Bedah Buku,  “Maharku ; Pedang dan Kain Kafan” Merupakan Dakwah Bagi Kita

***

Putraindonews.com – Makassar | Fungsi buku itu sangat beragam, salah satunya bisa dijadikan sebagai medium untuk berdakwah. Sebagaimana buku yang ditulis Rahman Rumaday, founder Komunitas Anak Pelangi (K-Apel), berjudul “Maharku ; Pedang dan Kain Kafan”.

Buku tentang kisah pernikahan Bang Maman -begitu dia akrab disapa- dengan istrinya, Heliati Eka Putri atau biasa dipanggil Esti ini, bahkan dinilai sarat dengan pembelajaran.

“Dalam buku ini tidak pernah lepas dari diksi Tuhan.

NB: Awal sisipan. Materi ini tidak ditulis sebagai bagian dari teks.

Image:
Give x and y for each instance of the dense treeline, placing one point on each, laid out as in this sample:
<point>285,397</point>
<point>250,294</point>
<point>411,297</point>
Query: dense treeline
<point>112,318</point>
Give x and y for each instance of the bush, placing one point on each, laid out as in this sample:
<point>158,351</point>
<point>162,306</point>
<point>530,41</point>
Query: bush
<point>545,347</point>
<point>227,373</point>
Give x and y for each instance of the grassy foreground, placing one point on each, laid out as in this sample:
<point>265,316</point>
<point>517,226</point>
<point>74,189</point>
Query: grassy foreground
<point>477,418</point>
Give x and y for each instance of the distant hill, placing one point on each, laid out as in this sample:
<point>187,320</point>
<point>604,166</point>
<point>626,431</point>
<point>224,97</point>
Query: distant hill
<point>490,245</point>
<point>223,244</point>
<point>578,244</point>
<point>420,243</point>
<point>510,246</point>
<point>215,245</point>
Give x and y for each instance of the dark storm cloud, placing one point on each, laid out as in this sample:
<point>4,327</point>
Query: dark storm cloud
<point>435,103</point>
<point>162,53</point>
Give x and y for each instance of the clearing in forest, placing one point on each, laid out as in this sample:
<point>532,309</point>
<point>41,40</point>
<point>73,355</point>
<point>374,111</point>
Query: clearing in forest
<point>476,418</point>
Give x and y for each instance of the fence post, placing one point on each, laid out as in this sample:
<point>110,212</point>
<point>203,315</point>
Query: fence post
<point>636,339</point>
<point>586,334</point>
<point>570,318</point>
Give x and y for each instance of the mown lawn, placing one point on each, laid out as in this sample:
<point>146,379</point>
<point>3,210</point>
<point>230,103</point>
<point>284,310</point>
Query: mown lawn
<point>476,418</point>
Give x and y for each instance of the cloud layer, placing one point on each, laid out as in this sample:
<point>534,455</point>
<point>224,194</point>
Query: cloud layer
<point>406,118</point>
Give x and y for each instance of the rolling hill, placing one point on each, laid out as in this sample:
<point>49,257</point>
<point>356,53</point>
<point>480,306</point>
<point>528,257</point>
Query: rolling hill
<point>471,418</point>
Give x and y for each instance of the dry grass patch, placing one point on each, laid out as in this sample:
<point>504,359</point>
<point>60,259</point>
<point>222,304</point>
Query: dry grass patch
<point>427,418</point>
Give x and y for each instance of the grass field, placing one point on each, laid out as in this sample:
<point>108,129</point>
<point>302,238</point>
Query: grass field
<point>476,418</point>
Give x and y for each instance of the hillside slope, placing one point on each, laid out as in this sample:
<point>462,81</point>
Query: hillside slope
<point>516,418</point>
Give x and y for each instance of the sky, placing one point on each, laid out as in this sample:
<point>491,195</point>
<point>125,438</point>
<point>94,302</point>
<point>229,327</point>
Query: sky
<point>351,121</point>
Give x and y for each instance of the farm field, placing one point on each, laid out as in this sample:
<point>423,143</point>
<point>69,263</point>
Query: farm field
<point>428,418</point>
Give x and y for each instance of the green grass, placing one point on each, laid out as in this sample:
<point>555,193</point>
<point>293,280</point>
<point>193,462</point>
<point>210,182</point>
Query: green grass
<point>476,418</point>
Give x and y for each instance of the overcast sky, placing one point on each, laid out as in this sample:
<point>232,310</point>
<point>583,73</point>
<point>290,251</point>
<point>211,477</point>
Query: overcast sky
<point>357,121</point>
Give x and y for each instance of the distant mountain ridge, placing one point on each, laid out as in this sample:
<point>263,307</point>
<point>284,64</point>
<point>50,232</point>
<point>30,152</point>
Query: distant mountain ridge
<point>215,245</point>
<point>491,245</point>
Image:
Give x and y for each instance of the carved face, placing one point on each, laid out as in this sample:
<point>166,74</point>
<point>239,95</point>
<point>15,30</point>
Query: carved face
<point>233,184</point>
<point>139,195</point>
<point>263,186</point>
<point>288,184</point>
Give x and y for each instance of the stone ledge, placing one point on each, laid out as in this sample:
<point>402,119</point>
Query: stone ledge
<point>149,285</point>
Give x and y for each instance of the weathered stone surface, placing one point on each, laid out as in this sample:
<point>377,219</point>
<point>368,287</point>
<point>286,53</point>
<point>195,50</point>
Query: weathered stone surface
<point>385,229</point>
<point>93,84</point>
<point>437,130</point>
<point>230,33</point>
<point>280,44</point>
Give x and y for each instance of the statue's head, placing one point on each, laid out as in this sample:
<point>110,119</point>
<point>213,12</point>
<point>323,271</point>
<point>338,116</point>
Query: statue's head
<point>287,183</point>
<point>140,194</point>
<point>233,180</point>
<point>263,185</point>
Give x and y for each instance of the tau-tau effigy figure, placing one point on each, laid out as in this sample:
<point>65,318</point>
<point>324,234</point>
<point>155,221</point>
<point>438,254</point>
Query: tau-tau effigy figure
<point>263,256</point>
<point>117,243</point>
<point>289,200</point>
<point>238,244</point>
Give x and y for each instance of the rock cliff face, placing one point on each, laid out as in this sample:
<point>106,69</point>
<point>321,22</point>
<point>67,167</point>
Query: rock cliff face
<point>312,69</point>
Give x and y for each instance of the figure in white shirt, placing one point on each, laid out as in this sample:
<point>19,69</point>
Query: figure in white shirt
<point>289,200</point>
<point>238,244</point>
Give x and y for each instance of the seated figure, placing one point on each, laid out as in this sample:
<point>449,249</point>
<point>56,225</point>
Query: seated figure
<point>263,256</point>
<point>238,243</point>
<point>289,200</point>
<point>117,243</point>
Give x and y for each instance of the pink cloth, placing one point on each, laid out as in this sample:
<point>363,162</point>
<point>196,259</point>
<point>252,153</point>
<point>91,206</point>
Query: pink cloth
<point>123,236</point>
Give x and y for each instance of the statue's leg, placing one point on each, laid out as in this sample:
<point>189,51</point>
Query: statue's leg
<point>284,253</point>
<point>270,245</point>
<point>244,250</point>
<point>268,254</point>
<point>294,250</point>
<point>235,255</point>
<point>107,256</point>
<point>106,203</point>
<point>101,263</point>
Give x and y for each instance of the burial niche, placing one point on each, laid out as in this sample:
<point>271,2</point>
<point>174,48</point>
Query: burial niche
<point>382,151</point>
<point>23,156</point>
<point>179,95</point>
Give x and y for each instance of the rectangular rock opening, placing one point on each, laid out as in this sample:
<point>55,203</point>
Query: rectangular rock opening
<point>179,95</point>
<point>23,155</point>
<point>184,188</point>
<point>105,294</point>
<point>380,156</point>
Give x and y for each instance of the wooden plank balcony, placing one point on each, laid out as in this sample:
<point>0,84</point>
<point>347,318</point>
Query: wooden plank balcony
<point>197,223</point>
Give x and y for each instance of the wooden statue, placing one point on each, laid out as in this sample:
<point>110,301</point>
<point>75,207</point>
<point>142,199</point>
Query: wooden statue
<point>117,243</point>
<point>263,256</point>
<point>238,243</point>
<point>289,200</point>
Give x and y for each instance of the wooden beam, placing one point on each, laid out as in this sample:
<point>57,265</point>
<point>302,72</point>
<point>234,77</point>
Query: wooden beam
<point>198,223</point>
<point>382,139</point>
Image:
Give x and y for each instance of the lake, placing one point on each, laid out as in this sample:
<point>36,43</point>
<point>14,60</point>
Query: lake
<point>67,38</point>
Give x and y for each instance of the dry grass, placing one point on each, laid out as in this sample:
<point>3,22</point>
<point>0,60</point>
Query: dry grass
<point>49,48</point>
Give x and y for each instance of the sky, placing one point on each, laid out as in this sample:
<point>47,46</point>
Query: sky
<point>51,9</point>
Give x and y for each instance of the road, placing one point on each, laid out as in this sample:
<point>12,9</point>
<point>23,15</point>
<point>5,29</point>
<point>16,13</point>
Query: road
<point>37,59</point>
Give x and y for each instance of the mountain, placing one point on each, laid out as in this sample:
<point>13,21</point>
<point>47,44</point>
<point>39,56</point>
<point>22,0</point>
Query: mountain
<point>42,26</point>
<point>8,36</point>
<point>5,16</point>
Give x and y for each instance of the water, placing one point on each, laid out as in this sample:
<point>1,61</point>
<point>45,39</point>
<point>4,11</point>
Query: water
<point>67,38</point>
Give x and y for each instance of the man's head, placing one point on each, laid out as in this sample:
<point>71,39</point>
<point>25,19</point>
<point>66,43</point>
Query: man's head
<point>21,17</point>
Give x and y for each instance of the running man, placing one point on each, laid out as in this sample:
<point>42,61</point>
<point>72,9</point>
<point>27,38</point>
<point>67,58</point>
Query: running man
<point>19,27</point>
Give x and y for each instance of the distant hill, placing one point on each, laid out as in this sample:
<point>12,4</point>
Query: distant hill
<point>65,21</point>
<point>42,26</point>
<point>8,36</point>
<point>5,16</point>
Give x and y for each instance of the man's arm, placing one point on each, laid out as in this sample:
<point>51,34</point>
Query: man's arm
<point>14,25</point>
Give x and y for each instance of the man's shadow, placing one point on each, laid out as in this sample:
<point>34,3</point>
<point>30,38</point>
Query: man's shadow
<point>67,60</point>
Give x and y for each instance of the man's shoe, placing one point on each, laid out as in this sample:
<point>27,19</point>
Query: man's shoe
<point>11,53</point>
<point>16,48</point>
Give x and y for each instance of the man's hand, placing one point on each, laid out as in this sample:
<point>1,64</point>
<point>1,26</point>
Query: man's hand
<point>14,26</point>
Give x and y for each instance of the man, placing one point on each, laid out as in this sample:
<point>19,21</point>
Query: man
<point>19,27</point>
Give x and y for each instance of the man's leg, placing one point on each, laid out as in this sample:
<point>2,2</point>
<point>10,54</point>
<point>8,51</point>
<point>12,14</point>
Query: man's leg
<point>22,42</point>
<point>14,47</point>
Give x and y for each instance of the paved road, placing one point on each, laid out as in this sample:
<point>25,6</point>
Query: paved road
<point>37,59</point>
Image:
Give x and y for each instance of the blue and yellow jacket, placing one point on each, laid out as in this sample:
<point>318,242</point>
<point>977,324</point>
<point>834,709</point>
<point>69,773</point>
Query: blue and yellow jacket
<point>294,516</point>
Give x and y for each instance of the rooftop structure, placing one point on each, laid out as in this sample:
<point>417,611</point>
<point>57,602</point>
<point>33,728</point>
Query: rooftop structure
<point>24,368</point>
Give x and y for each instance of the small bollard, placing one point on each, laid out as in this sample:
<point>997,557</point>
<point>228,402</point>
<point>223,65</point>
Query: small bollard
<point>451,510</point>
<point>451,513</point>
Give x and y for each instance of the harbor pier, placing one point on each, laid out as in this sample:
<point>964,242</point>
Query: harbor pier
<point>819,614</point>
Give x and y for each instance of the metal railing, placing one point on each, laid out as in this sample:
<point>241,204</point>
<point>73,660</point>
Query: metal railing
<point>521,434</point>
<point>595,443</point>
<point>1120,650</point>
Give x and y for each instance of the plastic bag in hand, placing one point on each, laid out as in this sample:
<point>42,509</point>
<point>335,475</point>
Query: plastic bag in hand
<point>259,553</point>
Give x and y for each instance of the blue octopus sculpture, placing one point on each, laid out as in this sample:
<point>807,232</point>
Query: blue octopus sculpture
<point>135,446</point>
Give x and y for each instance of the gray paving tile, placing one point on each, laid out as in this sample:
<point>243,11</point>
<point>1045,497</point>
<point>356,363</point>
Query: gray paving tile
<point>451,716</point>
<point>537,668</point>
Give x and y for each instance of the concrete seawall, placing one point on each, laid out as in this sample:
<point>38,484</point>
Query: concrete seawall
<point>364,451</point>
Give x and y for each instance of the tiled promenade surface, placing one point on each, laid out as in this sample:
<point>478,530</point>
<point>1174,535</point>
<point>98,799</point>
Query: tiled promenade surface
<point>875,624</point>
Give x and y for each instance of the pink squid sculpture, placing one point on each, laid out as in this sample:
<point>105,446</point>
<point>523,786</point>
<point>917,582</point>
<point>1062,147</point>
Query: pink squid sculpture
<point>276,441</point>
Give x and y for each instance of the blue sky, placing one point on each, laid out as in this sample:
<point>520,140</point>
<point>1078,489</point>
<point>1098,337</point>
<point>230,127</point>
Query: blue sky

Setiap pembuka bab selalu mengajak pembacanya untuk mengingat Tuhan, untuk berzikir. Buku ini adalah dakwah bagi kita semua,” begitu apresiasi yang disampaikan Muhammad Amir Jaya.

Sastrawan yang sudah menelurkan sejumlah buku itu tampil sebagai salah satu pembahas dalam acara Bazar Bedah Buku “Maharku: Pedang dan Kain Kafan” di Figor Cafe, Sabtu, 25 Desember 2021.

Amir Jaya disandingkan dengan Indramini, S.Pd, M.Pd, dosen Universitas Muhammadiyah (Unismuh) Makassar, dan Lily Rachim, pegiat keadilan gender, sebagai pembicara. Moderator diskusi buku yang dilaksanakan oleh Himpunan Pelajar Mahasiswa Batuatas Makassar (HIPMASKAR) adalah Novian.

Amir Jaya melanjutkan bahasannya, bahwa judul buku “Maharku: Pedang dan Kain Kafan”, mengajarkan pada kita tentang kekuatan berpikir positif. Apa yang kita pikirkan, katanya, akan terjadi. Jika kita menginginkan hidup kita bagus maka akan terwujud.

BACA JUGA :   PRAJURIT KOREM GAYA DILATIH KETRAMPILAN NEMBAK

Menurutnya, buku ini punya suatu rahasia, yang jadi keistimewaannya. Dia menilai buku ini layaknya novel, dengan gaya bahasa populer. Tinggal karakter tokoh utamanya diolah biar lebih kuat. Ini kisah nyata, unik dan penuh misteri.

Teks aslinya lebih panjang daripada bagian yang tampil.